Accumulations/Interruptions, installations and drawings by Eric Kniss

The exhibit titled Accumulations/Interruptions, installations and drawings by Eric Kniss, opens Friday, January 22 with a reception from 5-7pm and a gallery talk at 6pm.  The exhibit runs through February 20, 2016.  Routine gallery hours are 10am-5pm Monday-Friday and 10am-4pm Saturday.  There is no charge to attend the reception or to visit the galleries and everyone is welcome.

A full-time instructor of art at Bridgewater College, Kniss holds a BFA in Ceramics and an MFA in Sculpture.  This past summer, he was granted a fellowship at the Hambidge Center for Creative Arts and Sciences in Georgia where he concentrated on this new collection of drawings which culminate in this solo exhibition.

The exhibit is sponsored by Dr. Earlynn J. Miller and Donald Albright and is also partly funded by the Virginia Commission for the Arts and the National Endowment for the Arts.
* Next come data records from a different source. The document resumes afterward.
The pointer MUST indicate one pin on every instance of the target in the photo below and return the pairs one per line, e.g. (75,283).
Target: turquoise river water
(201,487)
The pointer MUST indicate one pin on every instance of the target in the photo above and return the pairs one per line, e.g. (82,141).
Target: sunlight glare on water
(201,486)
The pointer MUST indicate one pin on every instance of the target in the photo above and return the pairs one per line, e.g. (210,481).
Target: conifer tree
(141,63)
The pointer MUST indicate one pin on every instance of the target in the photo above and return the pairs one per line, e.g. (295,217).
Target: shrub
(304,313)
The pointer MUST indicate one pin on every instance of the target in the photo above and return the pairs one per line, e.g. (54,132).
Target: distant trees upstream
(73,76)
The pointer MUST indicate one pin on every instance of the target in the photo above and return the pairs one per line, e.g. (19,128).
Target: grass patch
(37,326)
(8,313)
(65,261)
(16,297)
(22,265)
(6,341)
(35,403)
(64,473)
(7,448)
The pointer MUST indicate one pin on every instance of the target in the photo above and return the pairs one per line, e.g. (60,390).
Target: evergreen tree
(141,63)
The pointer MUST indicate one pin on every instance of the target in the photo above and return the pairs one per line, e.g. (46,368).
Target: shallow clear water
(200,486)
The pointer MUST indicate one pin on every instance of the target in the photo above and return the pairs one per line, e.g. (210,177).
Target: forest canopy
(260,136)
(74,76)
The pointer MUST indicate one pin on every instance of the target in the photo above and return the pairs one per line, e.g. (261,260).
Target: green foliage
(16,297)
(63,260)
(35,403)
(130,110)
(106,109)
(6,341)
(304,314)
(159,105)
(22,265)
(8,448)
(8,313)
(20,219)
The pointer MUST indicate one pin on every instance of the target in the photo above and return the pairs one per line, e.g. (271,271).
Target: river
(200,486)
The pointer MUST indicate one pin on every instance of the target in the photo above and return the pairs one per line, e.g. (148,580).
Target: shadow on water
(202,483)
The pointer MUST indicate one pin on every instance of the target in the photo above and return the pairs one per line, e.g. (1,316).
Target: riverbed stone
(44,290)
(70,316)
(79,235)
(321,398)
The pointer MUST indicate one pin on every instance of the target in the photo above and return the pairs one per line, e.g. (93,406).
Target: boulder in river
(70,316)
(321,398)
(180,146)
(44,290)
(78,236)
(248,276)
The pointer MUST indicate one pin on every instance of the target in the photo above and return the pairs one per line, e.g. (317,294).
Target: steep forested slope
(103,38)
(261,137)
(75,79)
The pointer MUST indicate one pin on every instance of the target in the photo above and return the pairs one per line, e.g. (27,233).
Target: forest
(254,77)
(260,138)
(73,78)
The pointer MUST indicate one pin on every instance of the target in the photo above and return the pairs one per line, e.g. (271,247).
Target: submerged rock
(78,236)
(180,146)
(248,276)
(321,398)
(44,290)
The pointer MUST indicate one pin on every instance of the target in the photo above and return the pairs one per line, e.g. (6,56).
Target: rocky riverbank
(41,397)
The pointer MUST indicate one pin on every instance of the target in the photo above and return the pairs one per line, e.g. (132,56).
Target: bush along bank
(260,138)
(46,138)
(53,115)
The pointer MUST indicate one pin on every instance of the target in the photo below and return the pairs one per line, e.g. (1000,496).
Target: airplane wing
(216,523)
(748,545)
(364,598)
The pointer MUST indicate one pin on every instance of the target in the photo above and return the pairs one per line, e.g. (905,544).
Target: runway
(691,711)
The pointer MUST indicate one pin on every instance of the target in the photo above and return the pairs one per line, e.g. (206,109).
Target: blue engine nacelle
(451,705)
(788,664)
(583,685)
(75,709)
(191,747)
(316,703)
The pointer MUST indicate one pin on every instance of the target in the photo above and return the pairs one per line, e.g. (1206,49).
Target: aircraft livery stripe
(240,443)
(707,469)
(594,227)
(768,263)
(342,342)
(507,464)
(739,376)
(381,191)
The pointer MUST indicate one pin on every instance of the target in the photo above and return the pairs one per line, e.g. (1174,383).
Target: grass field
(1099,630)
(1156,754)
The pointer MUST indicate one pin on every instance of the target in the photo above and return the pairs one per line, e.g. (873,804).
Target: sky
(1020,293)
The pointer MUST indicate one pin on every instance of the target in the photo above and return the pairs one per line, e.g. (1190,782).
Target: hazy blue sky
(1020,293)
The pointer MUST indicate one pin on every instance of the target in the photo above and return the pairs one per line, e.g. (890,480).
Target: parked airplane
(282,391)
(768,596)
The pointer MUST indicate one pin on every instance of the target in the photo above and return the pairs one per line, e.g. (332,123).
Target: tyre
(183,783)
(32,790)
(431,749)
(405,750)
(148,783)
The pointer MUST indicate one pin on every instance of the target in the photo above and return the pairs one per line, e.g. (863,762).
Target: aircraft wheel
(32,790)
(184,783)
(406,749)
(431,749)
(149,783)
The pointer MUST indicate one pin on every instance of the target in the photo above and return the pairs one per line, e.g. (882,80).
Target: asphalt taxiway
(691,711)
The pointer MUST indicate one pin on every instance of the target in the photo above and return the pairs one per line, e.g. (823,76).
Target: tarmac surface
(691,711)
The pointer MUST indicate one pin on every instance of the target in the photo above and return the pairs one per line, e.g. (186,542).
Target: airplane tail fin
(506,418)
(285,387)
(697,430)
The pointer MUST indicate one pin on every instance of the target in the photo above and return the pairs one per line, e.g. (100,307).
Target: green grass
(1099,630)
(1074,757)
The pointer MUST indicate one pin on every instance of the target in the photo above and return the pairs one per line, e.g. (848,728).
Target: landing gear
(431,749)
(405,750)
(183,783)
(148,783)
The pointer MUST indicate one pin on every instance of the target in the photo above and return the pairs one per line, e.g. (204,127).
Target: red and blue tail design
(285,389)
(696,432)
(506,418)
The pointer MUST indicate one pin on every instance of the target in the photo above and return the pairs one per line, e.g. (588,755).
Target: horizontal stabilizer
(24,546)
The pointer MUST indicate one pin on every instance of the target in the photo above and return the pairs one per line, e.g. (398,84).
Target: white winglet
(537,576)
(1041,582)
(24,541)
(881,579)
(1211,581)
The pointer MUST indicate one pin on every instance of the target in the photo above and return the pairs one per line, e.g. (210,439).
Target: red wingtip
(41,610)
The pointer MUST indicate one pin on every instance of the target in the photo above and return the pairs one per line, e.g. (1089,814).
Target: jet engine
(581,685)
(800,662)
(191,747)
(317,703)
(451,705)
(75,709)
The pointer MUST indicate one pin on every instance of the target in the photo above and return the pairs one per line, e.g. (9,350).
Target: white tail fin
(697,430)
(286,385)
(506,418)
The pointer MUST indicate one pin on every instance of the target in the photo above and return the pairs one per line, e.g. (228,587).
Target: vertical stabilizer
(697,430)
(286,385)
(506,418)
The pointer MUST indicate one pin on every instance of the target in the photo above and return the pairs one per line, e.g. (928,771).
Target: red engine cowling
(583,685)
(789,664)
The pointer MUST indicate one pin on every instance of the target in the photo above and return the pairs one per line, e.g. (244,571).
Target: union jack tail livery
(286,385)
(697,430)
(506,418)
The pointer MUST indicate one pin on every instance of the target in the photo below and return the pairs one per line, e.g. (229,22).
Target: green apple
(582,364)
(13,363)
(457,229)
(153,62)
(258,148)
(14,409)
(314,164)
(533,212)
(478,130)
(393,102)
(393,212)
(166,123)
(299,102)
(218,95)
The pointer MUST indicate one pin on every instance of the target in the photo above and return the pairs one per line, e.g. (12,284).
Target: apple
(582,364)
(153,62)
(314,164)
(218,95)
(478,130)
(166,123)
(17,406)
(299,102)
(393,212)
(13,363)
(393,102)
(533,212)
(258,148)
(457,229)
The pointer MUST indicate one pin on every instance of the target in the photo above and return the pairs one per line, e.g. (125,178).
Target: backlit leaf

Artist’s Statement: My work as an artist has coalesced into two distinct categories of work: sculpture and drawing. In sculpture, I work with non-traditional materials in unconventional ways, and I make drawings through processes of disruption or interruption in order to undermine my own expectations about drawing. I have viewed these modes of working as autonomous in relation to each other. Over the past few years, however, I have become increasingly aware of both visual and procedural similarities between my drawings and installations of sifted kaolin (clay dust). In both the clay dust sculpture and collage drawings, I implement various kinds of interruptions that contribute to the resulting forms. The work in this show puts forward my most recent engagement in questions about how drawing and sculpture, as autonomous practices might inform, influence, or reform each other.

 

The key concerns in my work with Kaolin have to do with notions of the value of physical labor, the accumulation of material as evidence of time, and challenging prevailing assumptions about material, its uses, and hierarchies of value. My engagement with this material is motivated out of a desire to discover ways in which it might visually reveal (or challenge assumptions of) its own characteristics. I accomplish this by implementing the simple but concentrated and repetitive physical activity of sifting. I am interested in the capacity of physical labor to generate a visceral sense of connectedness to place. As a function of cumulative kinetic and material trace, the work is insinuated upon the space it occupies.

 

I am interested in drawings that evoke a sense of dimensional space and then confound that perception by underscoring the flatness of the drawing’s surface. I intentionally undermine the readability of specific space by repeatedly enacting disruptive actions like tearing or cutting and reassembling. I am interested in the resulting ‘place-ness’ of the drawing that emerges as a result. When a drawing evokes a sense of space, I believe it has the capacity to arouse an association of place. These drawings actualize accumulations of light and shadow as formative material through the process of tracing.